Furthermore, if we were to lose licenses or certifications for any of our facilities as a
result of regulatory action or otherwise, we could be deemed to be in default under some
of our agreements, including agreements governing outstanding indebtedness and lease
obligations.
Any changes in the interpretation and enforcement of the laws or regulations governing
our business could cause us to modify our operations, increase our cost of doing business
and subject us to potential regulatory action.
The interpretation and enforcement of federal and state laws and regulations
governing our operations, including, but not limited to, laws and regulations relating to
Medicaid and Medicare, the Federal False Claims Act, state false claims acts, the illegal
remuneration provisions of the Social Security Act, the federal anti-kickback laws, state
anti-kickback laws, the federal Stark laws, and HIPAA, are subject to frequent change.
Governmental authorities may interpret these laws in a manner inconsistent with our
interpretation and application.

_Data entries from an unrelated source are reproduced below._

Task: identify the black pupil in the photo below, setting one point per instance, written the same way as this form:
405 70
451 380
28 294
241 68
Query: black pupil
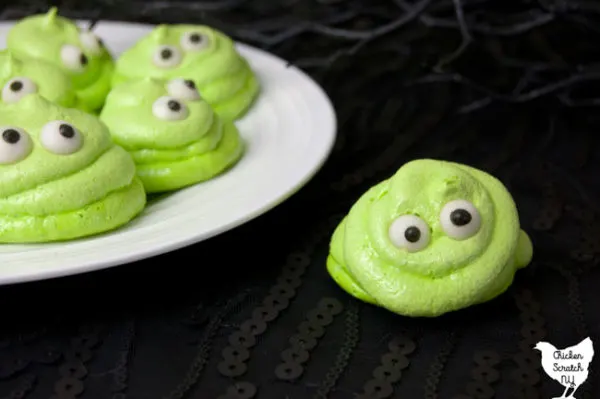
66 131
412 234
174 105
16 86
11 136
460 217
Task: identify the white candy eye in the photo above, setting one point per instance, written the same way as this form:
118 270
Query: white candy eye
91 42
409 232
73 58
15 145
194 41
167 57
17 88
183 89
61 138
460 219
169 109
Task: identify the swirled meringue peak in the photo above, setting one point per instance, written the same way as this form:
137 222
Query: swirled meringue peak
78 52
434 238
173 135
206 56
61 176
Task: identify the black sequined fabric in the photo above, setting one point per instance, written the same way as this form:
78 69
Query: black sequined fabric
510 87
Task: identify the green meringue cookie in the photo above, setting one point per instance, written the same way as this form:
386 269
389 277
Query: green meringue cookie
21 77
434 238
61 176
204 55
77 52
173 135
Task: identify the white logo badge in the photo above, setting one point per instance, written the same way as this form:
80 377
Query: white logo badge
568 366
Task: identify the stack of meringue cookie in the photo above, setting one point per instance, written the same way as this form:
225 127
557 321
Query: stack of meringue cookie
84 137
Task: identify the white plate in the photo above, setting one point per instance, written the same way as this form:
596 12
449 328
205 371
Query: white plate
289 132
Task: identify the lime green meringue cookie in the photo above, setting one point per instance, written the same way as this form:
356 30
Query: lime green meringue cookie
434 238
204 55
77 52
21 77
61 176
173 135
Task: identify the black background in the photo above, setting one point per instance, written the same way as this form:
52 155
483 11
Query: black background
509 89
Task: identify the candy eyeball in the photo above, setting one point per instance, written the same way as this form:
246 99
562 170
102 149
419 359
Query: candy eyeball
73 58
183 89
17 88
167 57
61 138
15 145
460 219
194 41
409 232
169 109
91 42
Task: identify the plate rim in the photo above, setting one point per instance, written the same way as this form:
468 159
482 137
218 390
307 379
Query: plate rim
93 265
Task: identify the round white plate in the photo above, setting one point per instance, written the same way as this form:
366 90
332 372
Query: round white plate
289 133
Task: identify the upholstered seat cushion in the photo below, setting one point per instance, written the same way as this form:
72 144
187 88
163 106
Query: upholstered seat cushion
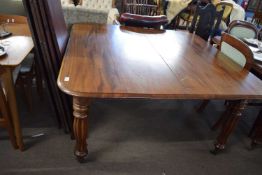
142 20
97 4
90 11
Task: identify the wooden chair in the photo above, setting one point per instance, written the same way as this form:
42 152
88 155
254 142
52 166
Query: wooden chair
257 18
204 20
5 116
186 14
239 29
141 7
228 9
260 35
142 13
241 54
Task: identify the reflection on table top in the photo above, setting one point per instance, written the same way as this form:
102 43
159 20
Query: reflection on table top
109 61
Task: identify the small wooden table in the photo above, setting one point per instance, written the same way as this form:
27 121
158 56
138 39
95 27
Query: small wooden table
106 61
19 46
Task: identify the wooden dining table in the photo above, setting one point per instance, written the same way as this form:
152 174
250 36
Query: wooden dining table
107 61
18 46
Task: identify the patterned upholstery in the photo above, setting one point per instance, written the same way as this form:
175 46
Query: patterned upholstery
90 11
233 54
242 32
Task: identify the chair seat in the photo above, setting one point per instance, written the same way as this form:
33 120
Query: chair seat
186 16
143 20
27 64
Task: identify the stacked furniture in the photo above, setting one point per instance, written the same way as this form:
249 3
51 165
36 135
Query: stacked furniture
91 11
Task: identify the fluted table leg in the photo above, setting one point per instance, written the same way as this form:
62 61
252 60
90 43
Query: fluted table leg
80 126
229 126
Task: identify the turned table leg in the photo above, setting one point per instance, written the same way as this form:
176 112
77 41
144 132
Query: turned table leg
80 126
229 126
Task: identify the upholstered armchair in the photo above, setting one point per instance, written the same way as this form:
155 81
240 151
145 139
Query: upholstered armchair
92 11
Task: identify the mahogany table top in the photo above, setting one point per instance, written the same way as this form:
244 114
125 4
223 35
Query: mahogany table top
107 61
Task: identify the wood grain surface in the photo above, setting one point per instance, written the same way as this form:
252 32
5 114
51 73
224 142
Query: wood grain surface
106 61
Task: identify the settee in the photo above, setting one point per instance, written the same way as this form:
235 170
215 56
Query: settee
93 11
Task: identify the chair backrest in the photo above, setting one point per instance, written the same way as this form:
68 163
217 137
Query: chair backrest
260 34
13 18
227 11
237 51
204 19
257 17
141 7
97 4
242 29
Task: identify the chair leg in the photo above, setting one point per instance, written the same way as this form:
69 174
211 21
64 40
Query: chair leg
202 106
10 130
256 126
26 84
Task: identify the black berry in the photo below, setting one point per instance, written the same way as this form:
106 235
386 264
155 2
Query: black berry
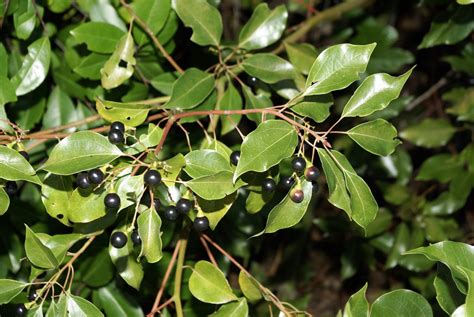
201 223
171 213
157 204
286 182
136 237
82 181
95 176
117 126
268 185
20 310
11 188
112 200
152 177
312 173
298 164
297 195
184 206
116 137
25 155
235 157
118 239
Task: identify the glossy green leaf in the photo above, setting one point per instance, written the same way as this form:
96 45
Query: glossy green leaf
13 166
301 56
455 255
215 186
374 94
208 284
235 309
401 302
288 213
149 229
377 137
450 27
231 100
99 37
9 289
56 192
113 73
203 18
266 146
116 303
80 307
268 67
249 287
129 113
191 88
205 163
37 252
264 27
154 14
34 68
314 107
429 132
4 201
126 263
357 305
337 67
80 151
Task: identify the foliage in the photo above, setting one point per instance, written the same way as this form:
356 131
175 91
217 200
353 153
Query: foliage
115 195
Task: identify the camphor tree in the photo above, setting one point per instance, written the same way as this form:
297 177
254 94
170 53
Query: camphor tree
134 161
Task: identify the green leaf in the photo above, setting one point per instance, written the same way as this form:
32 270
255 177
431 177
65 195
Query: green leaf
215 186
81 151
377 137
237 309
429 133
249 287
314 107
149 226
80 307
266 146
374 94
56 193
231 100
401 302
455 255
9 289
99 37
357 305
450 27
337 67
203 18
113 74
4 201
38 254
301 55
34 68
13 167
288 213
116 303
90 66
59 110
154 14
441 167
191 88
264 27
208 284
129 113
205 163
268 68
126 263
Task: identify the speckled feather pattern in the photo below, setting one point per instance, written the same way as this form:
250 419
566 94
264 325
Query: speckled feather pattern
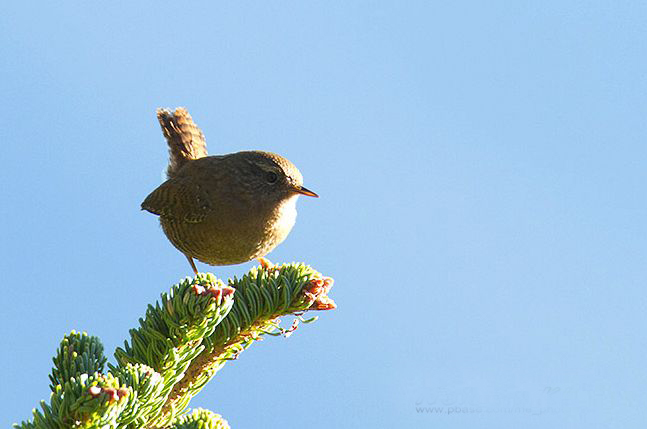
220 209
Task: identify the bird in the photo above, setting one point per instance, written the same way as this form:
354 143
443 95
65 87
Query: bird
222 209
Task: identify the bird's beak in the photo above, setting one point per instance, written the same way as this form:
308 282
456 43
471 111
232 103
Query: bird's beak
305 191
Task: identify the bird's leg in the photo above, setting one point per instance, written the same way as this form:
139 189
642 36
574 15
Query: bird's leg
190 259
265 263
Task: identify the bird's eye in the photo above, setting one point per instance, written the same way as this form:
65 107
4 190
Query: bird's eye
271 177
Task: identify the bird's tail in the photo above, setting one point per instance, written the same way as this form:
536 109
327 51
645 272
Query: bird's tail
185 139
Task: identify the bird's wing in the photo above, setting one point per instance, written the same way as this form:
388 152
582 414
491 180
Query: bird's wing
178 199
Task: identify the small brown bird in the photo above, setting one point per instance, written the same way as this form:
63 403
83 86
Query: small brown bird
227 209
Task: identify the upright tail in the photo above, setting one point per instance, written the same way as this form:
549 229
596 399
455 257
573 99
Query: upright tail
185 140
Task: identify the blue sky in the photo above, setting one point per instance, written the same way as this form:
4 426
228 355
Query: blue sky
481 167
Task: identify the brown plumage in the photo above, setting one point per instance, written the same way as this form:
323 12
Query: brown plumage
227 209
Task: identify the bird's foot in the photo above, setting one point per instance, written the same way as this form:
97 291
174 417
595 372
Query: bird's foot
266 263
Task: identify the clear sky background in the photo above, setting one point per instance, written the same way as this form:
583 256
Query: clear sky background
481 167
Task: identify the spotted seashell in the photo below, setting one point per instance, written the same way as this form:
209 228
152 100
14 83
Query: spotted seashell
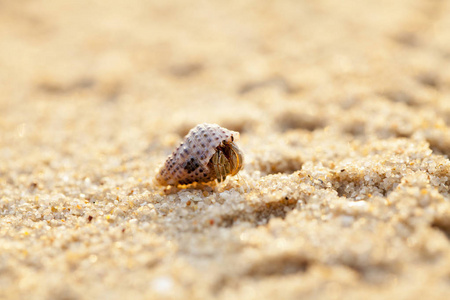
193 160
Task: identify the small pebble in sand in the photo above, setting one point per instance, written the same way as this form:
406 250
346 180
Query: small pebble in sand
208 153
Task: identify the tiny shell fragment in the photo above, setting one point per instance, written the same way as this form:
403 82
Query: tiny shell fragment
192 160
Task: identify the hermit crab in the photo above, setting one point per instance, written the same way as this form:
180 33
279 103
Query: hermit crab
208 153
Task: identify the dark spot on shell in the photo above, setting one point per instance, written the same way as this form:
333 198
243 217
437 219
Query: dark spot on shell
191 165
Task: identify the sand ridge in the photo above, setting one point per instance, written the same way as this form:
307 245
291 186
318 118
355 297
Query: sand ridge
344 114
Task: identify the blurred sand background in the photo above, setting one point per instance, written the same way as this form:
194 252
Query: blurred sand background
344 113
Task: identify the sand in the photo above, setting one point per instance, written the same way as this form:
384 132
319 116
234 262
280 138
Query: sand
344 113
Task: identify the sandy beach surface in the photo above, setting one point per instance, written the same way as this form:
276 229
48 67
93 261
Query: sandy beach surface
343 108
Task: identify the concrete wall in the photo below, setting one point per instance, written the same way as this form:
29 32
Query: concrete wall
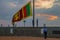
28 31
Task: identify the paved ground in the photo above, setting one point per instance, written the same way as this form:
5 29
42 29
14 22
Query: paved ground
24 38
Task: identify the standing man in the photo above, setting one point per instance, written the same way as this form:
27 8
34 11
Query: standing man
45 32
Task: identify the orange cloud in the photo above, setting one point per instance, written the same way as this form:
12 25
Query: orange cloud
44 3
49 17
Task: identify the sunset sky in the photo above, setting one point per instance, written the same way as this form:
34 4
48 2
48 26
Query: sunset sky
46 11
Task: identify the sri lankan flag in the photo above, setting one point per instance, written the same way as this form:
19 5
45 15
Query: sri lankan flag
24 12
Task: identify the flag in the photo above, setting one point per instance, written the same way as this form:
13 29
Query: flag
23 13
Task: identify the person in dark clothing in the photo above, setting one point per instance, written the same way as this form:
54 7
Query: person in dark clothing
45 31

If we fail to comply, even inadvertently, with any of
these requirements, we could be required to alter our operations and reduce, forego or
refund reimbursements to the government, or incur other significant penalties. We could
also be compelled to divert personnel and other resources to responding to an
investigation or other enforcement action under these laws or regulations, or to ongoing
compliance with a corporate integrity agreement, deferred prosecution agreement, court
order or similar agreement. The diversion of these resources, including our management
team, clinical and compliance staff, and others, would take away from the time and energy
these individuals devote to routine operations. Furthermore, federal, state and local
officials are increasingly focusing their efforts on enforcement of these laws,
particularly with respect to providers who share common ownership or control with other
providers. The increased enforcement of these requirements could affect our ability to
expand into new markets, to expand our services and facilities in existing markets and,
if any of our presently licensed facilities were to operate outside of its licensing
authority, may subject us to penalties, including closure of the facility. Changes in the
interpretation and enforcement of existing laws or regulations could increase our cost of
doing business.
We are unable to predict the intensity of federal and state enforcement actions or
the areas in which regulators may choose to focus their investigations at any given time.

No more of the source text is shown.